Otomie, too, is a well-drawn creation, a noble, fearless and loving wife, though still more than half savage, as events prove. De Garcia, it must be said, is one of the best, most sadistic villains that Haggard ever created, and must immediately be placed in the pantheon of the author’s great lovesick wretches that includes Frank Muller in Jess (1887), Owen Davies in Beatrice (1890), Samuel Rock in Joan Haste (1895), Swart Piet in Swallow (1899), Ishmael in The Ghost Kings (1908) and Hernando Pereira in the Allan Quatermain adventure Marie (1912).
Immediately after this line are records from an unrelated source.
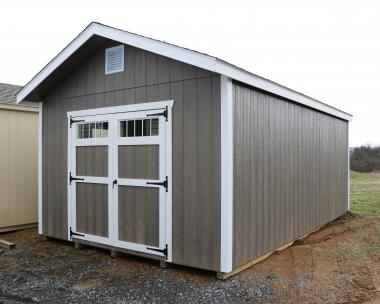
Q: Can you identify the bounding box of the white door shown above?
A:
[68,104,171,261]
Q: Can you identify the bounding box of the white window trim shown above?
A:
[220,76,234,273]
[104,44,124,75]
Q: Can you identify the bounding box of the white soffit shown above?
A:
[16,23,352,121]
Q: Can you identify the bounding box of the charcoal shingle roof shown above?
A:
[0,83,22,104]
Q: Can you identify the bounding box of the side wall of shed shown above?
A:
[0,108,38,231]
[42,42,220,270]
[233,83,348,268]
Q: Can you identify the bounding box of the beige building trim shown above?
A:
[0,105,38,231]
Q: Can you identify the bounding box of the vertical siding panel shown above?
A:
[183,80,199,264]
[196,77,215,265]
[124,45,136,89]
[171,81,186,263]
[157,56,170,83]
[209,76,221,269]
[134,50,147,87]
[233,84,347,267]
[146,52,158,85]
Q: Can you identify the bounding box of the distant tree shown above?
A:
[350,145,380,172]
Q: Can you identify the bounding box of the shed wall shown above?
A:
[0,108,38,231]
[43,43,220,270]
[233,83,348,268]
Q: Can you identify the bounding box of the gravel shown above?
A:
[0,230,276,304]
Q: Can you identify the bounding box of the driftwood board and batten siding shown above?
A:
[17,23,352,278]
[42,44,221,270]
[233,83,348,268]
[0,104,38,232]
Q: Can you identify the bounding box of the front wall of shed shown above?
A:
[233,84,348,268]
[43,43,220,270]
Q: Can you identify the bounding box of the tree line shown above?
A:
[350,145,380,172]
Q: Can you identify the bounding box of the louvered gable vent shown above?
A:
[106,45,124,74]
Though the vengeance that Thomas takes on de Garcia is long delayed (20 years!), it is well worth the wait, taking place against the backdrop of the Xaca volcano. And speaking of pantheons, the real-life character of Marina, the native woman who betrayed her people and aided Cortes, must be placed in the pantheon of exotic Haggardian women who dare much for love and sacrifice more, a pantheon that includes Maiwa in Maiwa’s Revenge (1888), Noie in The Ghost Kings, Mameena in Child of Storm (1913) and, of course, Ayeesha, from the author’s seminal She (1887) and its three sequels.
Montezuma’s Daughter, in short, is a rip-roaring, sweeping historical adventure with few if any fantasy elements. Haggard, the so-called “Father of the Lost Race Novel,” needed none of those elements here; his wonderfully described Aztec world is quite fantastic enough, and the various portents and demonic possessions that take place supposedly have a documented basis. It is a tale, as Lily puts it, “wondrous strange, more like those that happen in romances than in this plain world,” but thank goodness that we had an H. Rider Haggard to give us those wonderful romances! This book, if adapted faithfully, would cost a good $300 million to bring to the screen today, and even then probably wouldn’t be half as perfect. This is the kind of novel that one closes after many a thrill-packed night, maybe with a tear in the eye, and says, “My God, what a book!” This was the 40th novel of Haggard’s that I have read, and I’m delighted to report that it is one of his very best.